Todos os ressentimentos que já existem sobre a atuação do Congresso
acabam ganhando dimensão maior quando se acrescentam essas variáveis
financeiras.
Por
essas razões foi necessário protestar contra o fundo eleitoral.
Bolsonaro não pode simplesmente vetá-lo. Será necessário buscar uma
saída conciliatória, pois não podemos voltar subitamente ao
financiamento privado.
Aliás,
a situação de Bolsonaro é muito cômoda. Ele é candidato e seus gastos
de campanha até o momento não são computados como tal. Eles são bancados
pelo governo federal, que financia seus deslocamentos no Brasil para
passear de motocicleta e fazer discursos eleitorais, às vezes
disfarçados, às vezes não. Os custos da campanha já em curso não se
esgotam aí. Seu passeio no Rio custou ao Estado R$ 645 mil na montagem
do esquema de segurança. Em São Paulo, esse custo praticamente dobrou e
foi a R$ 1,2 milhão.
Bolsonaro
venceu as eleições em 2018 surfando a onda da luta contra a corrupção e
o desprezo do sistema político pelas preocupações das pessoas comuns.

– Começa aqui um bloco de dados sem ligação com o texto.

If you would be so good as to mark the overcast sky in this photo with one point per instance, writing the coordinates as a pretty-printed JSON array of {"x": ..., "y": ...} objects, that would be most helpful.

Alguns analistas acham que Bolsonaro venceu por causa de um moralismo
primário dos eleitores e de alguns formadores de opinião. Essa acusação
de moralismo se volta agora contra quem protesta pelo alto custo do
fundo eleitoral. No entanto, nosso protesto pode resultar em economia
concreta para os cofres públicos, sem prejuízo da disputa eleitoral.
Esses R$ 5,7 milhões serão de alguma forma reduzidos.
A
análise do moralismo é precária se não leva em conta o fato de que o
sistema político continua de costas para a sociedade e prepara reformas
ainda mais escabrosas que o valor do fundo eleitoral.
O
grande perigo para a democracia acontece quando o povo se volta contra
ela. É o aprendizado que o processo de redemocratização tem de fazer,
para evitar que aventuras autoritárias se tornem viáveis de novo.